I’m hoping this post doesn’t turn into a ranting long list of all that’s wrong with my little world right now, but I felt I should probably write this to…I guess to show that chosing to live your life completely for God and trusting him in all and through all, isn’t as idyllic and refreshing and chocolate boxy as it sounds…but thank you Jesus-we’re just days away from the end of June and we are still alive!
Well this past month has been chaotic to say the least…from various members of the family being unwell, small pregnancy complications, our world being an absolute nightmare where news stories make me shudder. To annoying landlords, sad goodbyes and noisy hedgehogs! (Seriously those cute little blighters caused me a sleepless night!!)

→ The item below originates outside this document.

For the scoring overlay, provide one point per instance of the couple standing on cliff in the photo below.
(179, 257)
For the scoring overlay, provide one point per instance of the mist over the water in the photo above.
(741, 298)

I have not been the best wife, mum, friend, human being, Christian.
This journey towards…wherever we’re headed…has been tough and it seems to be getting tougher!! I spoke to a current curates wife recently and I came away feeling drained and quite scared…this had nothing to do with her as a person, but just the thought of what is to come, we talked a lot about her experiences….
You know though…It doesn’t have to be that bad does it? Can we make it what we want it to be? I get that there are frustrations with ‘the job’ as it were, but can we put things in place? For example, I’m terrified that I’ll never see my husband or the children will never see their dad because he’s so busy with church stuff…so perhaps having a date night and a family day and sticking to it would be a good idea? Is that realistic? Or not…will those times be shattered by some nagging church warden wanting to talk about flowers, or even worse…the death of a church member, where he just has to be there. No questions asked.
I’ll have to share him. I know that. But, is it really as bad as I’m making out? There have been millions of vicar’s wife’s throughout the ages and people are still doing it, I guess it’s bit like childbirth…painful and scary, but totally worth it and we recommend it to others…sometimes anyway.
I may have said this before but, where we live at the minute, we often get hot air balloons coming over. I love watching them float past, they seem so quiet, slow and peaceful, probably a different story if I was actually on one!…but they make me feel peaceful, which is just what you need at the end of a busy day. With just 5 weeks left until we make our big move to vicar school, amongst the chaos…I’m praying for a bit of peace. Peace over the packing and sorting…(our house looks like a jumble sale), peace over my husband as he finishes work and tries to contain his excitement and impatience!, peace over my children, all 2.5 of them, as they probably pick up on the tensions, peace over myself as I get ready to say goodbye to our lives here and say hello to completely new life as a vicars wife to be, and finally peace over our future, what ever it brings. May we find Gods peace.